To make it easy for people to contribute items, Blood and her colleague - curator Martha Kennedy - have set up a big box where people can deposit things, including information about where and when they collected them.

Kennedy said that it’s a resource that is heavily used by “the youngest colleagues,” but it’s not the only way in which a Good Samaritan can participate in this peculiar collecting task.

“We hardly had anything on Brexit,” said Kennedy, “and so one time my husband was at a conference in London, which coincided with a big anti-Brexit march, and I asked him if he saw a sign, to please bring it home. And he did. It’s a little crushed, but at least we have one!”

The condition of an item, as can be imagined, is an important factor to take into account before a piece is accepted by LC, which each day received some 15,000 items for inclusion on its shelves. But that is not the only factor.
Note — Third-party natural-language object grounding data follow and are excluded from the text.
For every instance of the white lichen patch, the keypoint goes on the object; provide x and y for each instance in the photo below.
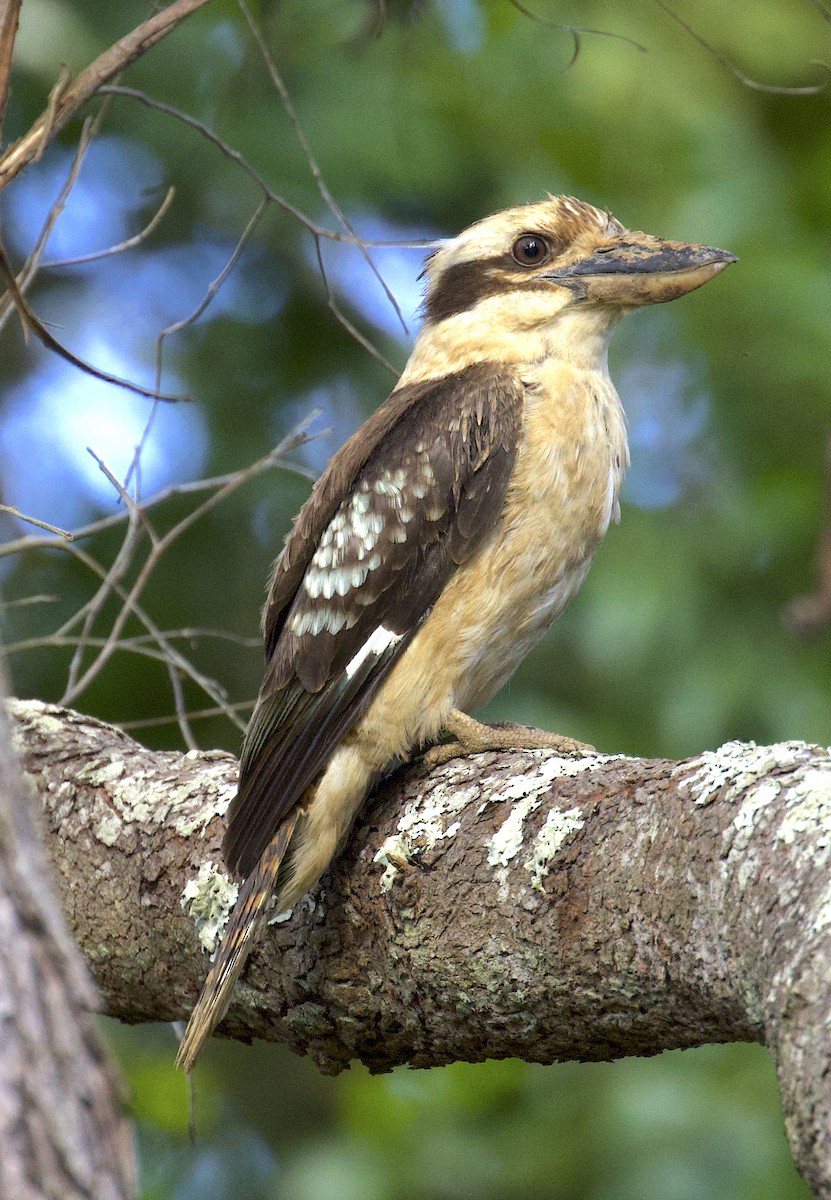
(734, 768)
(740, 831)
(393, 856)
(423, 825)
(108, 828)
(507, 841)
(209, 899)
(557, 829)
(538, 779)
(807, 817)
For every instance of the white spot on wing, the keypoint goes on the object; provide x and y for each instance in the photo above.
(380, 641)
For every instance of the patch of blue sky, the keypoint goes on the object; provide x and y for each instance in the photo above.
(117, 179)
(109, 312)
(399, 265)
(49, 420)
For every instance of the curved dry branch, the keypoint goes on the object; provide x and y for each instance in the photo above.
(66, 100)
(504, 905)
(63, 1128)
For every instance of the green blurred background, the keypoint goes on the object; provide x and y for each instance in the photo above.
(423, 118)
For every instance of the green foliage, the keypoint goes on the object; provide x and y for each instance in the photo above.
(676, 643)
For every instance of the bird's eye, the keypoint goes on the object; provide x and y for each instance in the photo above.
(530, 250)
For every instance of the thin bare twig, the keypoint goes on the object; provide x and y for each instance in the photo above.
(178, 325)
(574, 31)
(114, 575)
(41, 525)
(24, 601)
(131, 607)
(316, 231)
(811, 90)
(10, 17)
(42, 334)
(88, 83)
(240, 161)
(157, 547)
(129, 244)
(21, 545)
(328, 198)
(345, 321)
(29, 270)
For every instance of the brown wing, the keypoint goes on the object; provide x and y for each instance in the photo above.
(401, 505)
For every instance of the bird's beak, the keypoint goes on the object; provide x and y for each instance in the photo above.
(637, 269)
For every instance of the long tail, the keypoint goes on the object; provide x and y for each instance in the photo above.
(237, 943)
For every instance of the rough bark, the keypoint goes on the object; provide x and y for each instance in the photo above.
(556, 907)
(63, 1133)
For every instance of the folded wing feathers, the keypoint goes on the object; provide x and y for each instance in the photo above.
(358, 577)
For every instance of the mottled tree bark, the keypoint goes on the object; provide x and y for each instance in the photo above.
(63, 1133)
(554, 907)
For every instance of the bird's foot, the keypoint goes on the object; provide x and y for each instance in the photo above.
(474, 737)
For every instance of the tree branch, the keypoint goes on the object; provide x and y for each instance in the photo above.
(63, 1131)
(66, 101)
(556, 907)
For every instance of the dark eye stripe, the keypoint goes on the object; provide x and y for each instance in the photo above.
(462, 286)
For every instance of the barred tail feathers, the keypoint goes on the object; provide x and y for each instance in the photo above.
(237, 943)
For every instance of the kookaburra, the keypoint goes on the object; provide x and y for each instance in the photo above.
(441, 541)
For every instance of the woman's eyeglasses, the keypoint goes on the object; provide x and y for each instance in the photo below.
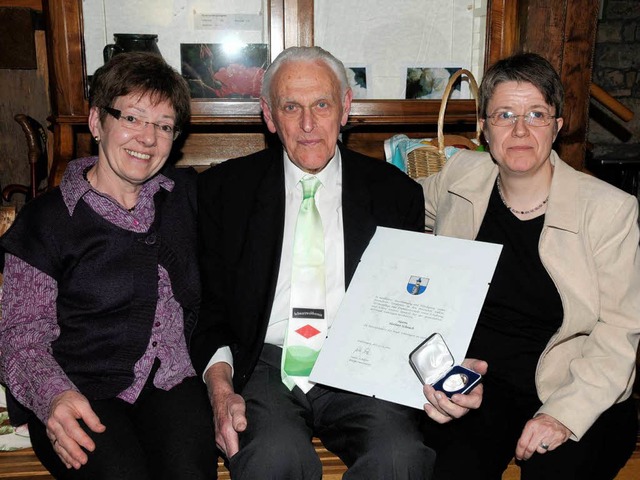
(533, 119)
(131, 122)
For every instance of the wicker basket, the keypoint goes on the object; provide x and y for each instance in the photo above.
(430, 159)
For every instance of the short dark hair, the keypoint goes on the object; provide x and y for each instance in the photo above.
(140, 73)
(523, 67)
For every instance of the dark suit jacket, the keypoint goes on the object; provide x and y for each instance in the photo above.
(241, 221)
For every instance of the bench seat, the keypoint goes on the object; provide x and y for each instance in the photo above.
(23, 465)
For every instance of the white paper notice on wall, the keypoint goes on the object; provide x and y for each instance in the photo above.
(234, 21)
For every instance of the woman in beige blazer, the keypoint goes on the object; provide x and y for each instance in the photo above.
(561, 322)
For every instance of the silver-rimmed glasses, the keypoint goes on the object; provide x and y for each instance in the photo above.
(534, 118)
(132, 122)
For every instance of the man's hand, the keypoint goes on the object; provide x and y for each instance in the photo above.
(63, 429)
(442, 409)
(541, 434)
(228, 408)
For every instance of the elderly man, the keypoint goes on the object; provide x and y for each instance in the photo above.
(282, 232)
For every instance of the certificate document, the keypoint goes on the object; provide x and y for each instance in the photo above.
(407, 286)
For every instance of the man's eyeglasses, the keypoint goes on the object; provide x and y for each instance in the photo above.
(163, 130)
(533, 119)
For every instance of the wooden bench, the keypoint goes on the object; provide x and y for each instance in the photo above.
(23, 465)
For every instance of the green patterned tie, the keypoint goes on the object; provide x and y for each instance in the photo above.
(307, 326)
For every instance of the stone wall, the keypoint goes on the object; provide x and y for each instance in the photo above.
(617, 69)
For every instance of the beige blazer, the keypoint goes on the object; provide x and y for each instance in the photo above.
(589, 247)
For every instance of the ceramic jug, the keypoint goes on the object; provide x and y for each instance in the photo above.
(131, 42)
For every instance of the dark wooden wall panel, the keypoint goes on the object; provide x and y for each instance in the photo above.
(563, 31)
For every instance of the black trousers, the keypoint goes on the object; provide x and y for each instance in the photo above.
(375, 439)
(481, 444)
(164, 435)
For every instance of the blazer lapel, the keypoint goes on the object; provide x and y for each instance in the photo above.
(358, 224)
(265, 232)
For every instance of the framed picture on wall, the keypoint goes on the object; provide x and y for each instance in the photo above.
(357, 77)
(430, 82)
(214, 70)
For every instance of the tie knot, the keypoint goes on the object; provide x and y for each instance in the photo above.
(309, 186)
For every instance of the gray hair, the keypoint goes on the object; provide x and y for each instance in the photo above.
(304, 54)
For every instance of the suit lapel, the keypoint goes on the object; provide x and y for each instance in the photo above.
(265, 230)
(358, 224)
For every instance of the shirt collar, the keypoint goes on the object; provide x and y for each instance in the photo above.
(329, 176)
(74, 184)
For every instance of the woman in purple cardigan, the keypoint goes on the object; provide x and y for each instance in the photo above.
(101, 294)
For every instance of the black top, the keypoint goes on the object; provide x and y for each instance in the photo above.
(523, 308)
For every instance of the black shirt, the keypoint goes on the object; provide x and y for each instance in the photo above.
(523, 309)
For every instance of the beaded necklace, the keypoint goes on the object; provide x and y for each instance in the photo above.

“We have to try and anticipate what the interest (of an item) for researchers might be. What will they want to see, what will they want to explore. Specifically, what historical value will it have,” said Kennedy.

The collection has pieces that have already become symbols - like a Black Lives Matter poster and authentic works of art, such as social posters created by Shepard Fairey, famous for his three-tone portrait of former President Barack Obama.

Some of these works, in fact, are included in the “Art in Action” exhibition on display at this time at LC, a tour of socially relevant artwork by - for instance - Spain’s Francisco Goya and The Washington Post’s iconic cartoonist Herbert Block (or “Herblock”).

Blood said that the holdings also include more humble pieces prepared by hand by common citizens, but with a significant or incisive message.

“The real home run is to get a piece that stands out for its content and artistic value. But the key is collecting works that end up having lasting historic and cultural value. That is the leap of faith,” Blood said.